In 2013 he was working at Hindley Street art den Format when he unearthed a copy of James Andre's poem, XXX Neon Sign. The autobiographical work recounts Andre’s experience working at an adult shop in Brisbane’s Fortitude Valley, and the people he encountered there. It’s about someone embedded in a community where he feels incredibly vulnerable.

“It’s a really interesting study of Australian men, in a way that you wouldn’t expect,” Thorpe says. “Much of the text is the shit men say to other men, only when they think the other person is on their side.” It comes from an assumption that, “You’re a man so you must feel this way about women too”. He found the work transfixing and instantly relatable. “As a masculine-presenting queer man – a stealth faggot if you will – the violence and misogyny of it could easily be directed at me … if they found out [I wasn’t straight],” he says.

It would be another six years before he processed it fully. “I knew I had to make something from it and, basically, I felt ready early last year,” he says. “This show has been about taking the teeth out of that [and] having a laugh at these gross men’s expense. But something I admire about the text is … there’s a sense of compassion and pathos.

“What really stuck me when performing it is, this is a bogan story. It’s raw, it’s working class, it’s post-addiction and it’s set in scummy Brisbane. Those stories aren’t privileged in classical music. Ever.”

Thorpe’s interpretation of the poem is presented as a work of “composed theatre”. It’s performed by him, at or near a grand piano, with lighting and projection framing the various scenes. He doesn’t sing – this isn’t cabaret or opera – rather, he delivers the text while playing rehearsed passages or structured improvisation. “It’s not quite music, not quite theatre, not quite comedy, not quite [an] earnest piece of queer performance art … but something that exists in all of those spaces,” Thorpe says. “There’s a stage, there’s a piano, there’s film, there’s haze, there’s an open flame, I get naked.”

Thorpe enlisted theatre-maker Paolo Castro to bring his concept to the stage, and says having an experienced pair of eyes look over the work helped refine his vision. Early in the development, Castro declared, “We need to go in the opposite direction to the text. I know it is set in a porno shop, but it needs to be in a forest,” Thorpe says. He quickly dismissed the idea, but gradually it began making sense. The protagonist is in the wilderness. “He’s living out of his car, he’s homeless, he’s working at the porno shop after going on a month-long meth binge,” Thorpe says. “He’s trying to regain a sense of his body.”

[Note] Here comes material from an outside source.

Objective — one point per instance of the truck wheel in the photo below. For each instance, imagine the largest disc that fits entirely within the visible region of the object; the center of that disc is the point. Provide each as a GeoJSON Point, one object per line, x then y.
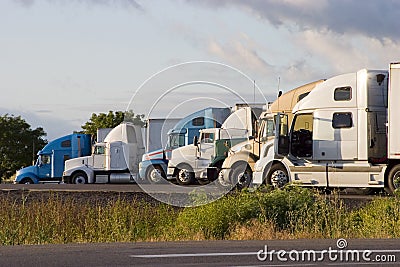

XXX Neon Sign is a musical work accompanied by vocal performance, or the other way around. He loads up the score on his laptop for further explanation. It’s written as a hectic array of octave jumps and shifts in time signature, with Andre’s “lyrics” prescribing tempo and rhythm. It includes directions such as “Cooked As” for the performer to follow.

Composed theatre is unique in that it’s made for musicians who don’t usually act. Thorpe has devised and is performing the work himself, so his personal narrative is intimately entwined with the author’s. Unlike an actor playing a role, he isn’t trying to be someone he’s not. He calls the piece, “a weird hybrid, crossing point of our two stories”. “I can’t escape me when I make this sort of work.”

XXX Neon Sign opens tonight and plays until September 21. Tickets are available online.